Como siempre que se embarca en una nueva aventura, en este caso la del revulsivo existencial, nuestra protagonista se procuró una buena colección de lecturas para “entrar en calor” y avivar esa efervescencia creativa. Entre ella y su psicólogo esbozaron una biografía inspiradora que abarca desde el filósofo y psicoanalista Carl Jung al sabio bonaerense Jorge Luis Borges, distintas escuelas antropológicas, la poeta y curandera mexicana María Sabina… o las cartas del tarot. “Sí, muchas de estas canciones han nacido a partir de largas sesiones locas de tarot y pizza”, vuelve a reír Comas, consciente de que su arte ha de ser siempre pop, por más ínfulas conceptuales que lo alienten y revistan. “Esas referencias intelectuales existen, pero siempre desde una perspectiva de juego, no de pedantería insoportable. Porque, en último extremo”, matiza, “el disco acaba apelando a emociones muy universales. Y la música es una expresión muy primitiva y visceral, que te conecta con las energías de la tierra igual que el Om del budismo”.

Toda esa apelación a lo ancestral, a la idea griega del destino y la suerte frente al frío raciocinio del homínido moderno, sobrevuela los contenidos de este álbum en el que, como bien se ve, cada oyente elegirá si afronta lecturas más superficiales o complejas. Es una ambivalencia que se refleja incluso en su dimensión específicamente musical, puesto que conjuga la fascinación por la electrónica (e incluso ciertos ingredientes de cultura urbana) con un regusto melódico que parece más propio de generaciones anteriores a la milenial..

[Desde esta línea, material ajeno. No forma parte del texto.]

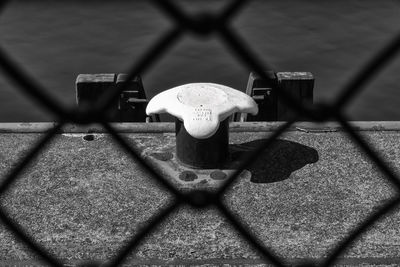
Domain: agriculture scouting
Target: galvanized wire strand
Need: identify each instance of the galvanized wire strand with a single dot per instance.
(21, 234)
(11, 224)
(174, 12)
(143, 233)
(371, 153)
(153, 54)
(246, 162)
(142, 162)
(247, 234)
(30, 87)
(240, 49)
(3, 3)
(367, 72)
(360, 229)
(232, 9)
(243, 52)
(28, 158)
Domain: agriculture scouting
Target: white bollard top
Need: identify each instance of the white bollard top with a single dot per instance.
(201, 106)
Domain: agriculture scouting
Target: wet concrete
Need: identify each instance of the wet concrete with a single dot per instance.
(84, 199)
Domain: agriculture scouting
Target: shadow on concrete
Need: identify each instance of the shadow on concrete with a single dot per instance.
(277, 162)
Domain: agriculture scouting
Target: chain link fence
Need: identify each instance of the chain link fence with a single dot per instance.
(219, 26)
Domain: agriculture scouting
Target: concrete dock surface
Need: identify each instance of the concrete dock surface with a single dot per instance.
(83, 200)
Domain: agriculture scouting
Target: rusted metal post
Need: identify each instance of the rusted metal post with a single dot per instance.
(129, 107)
(299, 85)
(132, 102)
(91, 87)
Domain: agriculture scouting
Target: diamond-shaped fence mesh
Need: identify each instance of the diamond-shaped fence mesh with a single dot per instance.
(218, 25)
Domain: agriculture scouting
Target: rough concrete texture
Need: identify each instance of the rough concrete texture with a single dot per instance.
(84, 199)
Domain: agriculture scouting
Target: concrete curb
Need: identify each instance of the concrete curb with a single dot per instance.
(163, 127)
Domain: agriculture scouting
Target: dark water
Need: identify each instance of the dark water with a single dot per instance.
(55, 41)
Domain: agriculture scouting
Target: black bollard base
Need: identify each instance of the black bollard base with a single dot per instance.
(209, 153)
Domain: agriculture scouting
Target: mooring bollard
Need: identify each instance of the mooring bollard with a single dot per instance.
(202, 112)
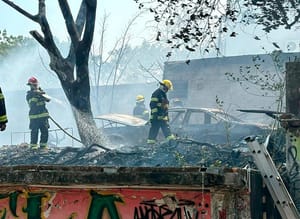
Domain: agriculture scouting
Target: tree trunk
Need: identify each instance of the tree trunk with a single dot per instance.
(76, 84)
(78, 95)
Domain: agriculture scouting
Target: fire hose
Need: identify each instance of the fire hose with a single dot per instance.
(76, 139)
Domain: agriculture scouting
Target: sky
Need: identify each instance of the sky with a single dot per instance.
(15, 73)
(119, 12)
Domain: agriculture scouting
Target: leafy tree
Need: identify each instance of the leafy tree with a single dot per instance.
(199, 24)
(72, 70)
(9, 42)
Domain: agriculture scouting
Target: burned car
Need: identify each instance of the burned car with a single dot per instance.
(212, 125)
(123, 128)
(207, 125)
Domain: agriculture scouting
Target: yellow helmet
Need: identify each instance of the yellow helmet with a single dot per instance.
(168, 84)
(140, 98)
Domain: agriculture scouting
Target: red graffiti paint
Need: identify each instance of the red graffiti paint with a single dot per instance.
(54, 203)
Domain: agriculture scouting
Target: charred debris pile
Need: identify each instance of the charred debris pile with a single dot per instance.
(166, 154)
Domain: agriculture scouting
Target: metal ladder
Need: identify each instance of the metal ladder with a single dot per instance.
(272, 179)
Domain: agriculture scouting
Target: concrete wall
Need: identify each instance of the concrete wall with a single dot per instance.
(54, 192)
(205, 79)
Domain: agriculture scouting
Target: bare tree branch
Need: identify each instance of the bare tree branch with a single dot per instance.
(22, 11)
(72, 30)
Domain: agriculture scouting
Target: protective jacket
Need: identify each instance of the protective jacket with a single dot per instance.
(3, 116)
(141, 111)
(37, 104)
(38, 115)
(159, 105)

“Quise escoger a Mumbai Moon, un productor indio familiarizado con el beatmaking y los sampleos, para modernizar el sonido y sacarme de mi hábitat”, relata Sofía. “Yo tuve un componente urbano en mi adolescencia. Era una chavala que acudía a los rimaderos, me estrené como espectadora de conciertos con La Excepción y Mucho Muchacho y bailaba reguetón y r&b con mis amigas en las discotecas de dominicanos”. Pero ese ingrediente callejero había que conjugarlo con otras influencias y debilidades muy distintas. “Alguien me dijo que yo era muy medieval componiendo melodías”, revela, “y, superada la sorpresa inicial, comprendí que podía llevar razón. He escuchado este tiempo hasta la saciedad las Cantigas de Santa María, de Alfonso X El Sabio. Y lo diré bien claro: ¡el medievo es puro pop! La música se volvería mucho más compleja a partir del renacimiento, pero los hombres y mujeres medievales crecieron con unas melodías maravillosas…”.

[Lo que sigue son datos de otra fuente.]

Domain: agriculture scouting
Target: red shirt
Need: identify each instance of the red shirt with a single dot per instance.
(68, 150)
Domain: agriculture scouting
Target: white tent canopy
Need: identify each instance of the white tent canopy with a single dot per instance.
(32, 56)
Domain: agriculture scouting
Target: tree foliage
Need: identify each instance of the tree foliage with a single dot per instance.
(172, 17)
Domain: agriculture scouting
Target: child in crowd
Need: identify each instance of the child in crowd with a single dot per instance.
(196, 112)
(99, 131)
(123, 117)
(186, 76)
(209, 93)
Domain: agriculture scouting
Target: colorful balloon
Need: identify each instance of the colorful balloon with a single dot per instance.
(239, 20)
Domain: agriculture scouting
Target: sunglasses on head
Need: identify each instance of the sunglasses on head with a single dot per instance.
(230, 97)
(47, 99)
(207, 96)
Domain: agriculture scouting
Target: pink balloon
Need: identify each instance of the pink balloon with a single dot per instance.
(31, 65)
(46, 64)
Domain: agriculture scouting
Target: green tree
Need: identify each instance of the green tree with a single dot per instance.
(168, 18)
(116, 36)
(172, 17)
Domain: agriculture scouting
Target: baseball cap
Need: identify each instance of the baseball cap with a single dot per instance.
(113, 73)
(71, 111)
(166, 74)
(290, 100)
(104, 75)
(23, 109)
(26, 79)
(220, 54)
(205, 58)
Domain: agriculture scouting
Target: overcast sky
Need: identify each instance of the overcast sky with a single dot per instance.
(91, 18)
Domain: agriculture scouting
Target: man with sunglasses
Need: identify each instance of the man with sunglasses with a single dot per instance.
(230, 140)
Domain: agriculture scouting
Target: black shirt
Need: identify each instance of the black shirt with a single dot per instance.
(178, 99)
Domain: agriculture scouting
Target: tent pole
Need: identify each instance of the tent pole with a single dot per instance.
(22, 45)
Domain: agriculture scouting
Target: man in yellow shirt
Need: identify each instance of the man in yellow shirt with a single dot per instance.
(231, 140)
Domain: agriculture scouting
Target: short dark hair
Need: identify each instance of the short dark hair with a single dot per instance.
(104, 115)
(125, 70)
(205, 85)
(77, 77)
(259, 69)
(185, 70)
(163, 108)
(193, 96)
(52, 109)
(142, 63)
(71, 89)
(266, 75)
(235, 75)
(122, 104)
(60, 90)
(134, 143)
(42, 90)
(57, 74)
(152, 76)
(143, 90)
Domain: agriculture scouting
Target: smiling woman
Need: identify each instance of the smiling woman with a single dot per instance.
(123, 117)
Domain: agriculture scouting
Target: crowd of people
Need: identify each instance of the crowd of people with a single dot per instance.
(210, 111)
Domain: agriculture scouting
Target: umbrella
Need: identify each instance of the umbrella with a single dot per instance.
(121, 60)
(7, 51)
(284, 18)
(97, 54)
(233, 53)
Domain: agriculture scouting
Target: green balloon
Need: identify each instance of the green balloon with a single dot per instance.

¿Música medieval con ritmos electrónicos? ¿Conceptos existenciales, pizza y tarot? ¿Dolores profundos y arrebatos eufóricos? Sí, todo ello no solo es compatible, sino que ha acabado confluyendo en el proceso creativo de A un pájaro rojo, un álbum que parte de reflexiones profundas para acabar enarbolando un discurso eminentemente hedonista. La vida misma es así: compleja, paradójica. Hermosa y terrible. Y Sofía Comas tiene claro que sus contradicciones y su personalidad voluble y poliédrica acaban plasmándose en la escritura. “En último extremo”, concluye, “me gusta lo emocional. Por eso mi artista favorito de todos los tiempos es Chaplin. Da pie a múltiples interpretaciones, pero lo puedes disfrutar y sentir desde que eres un niño”.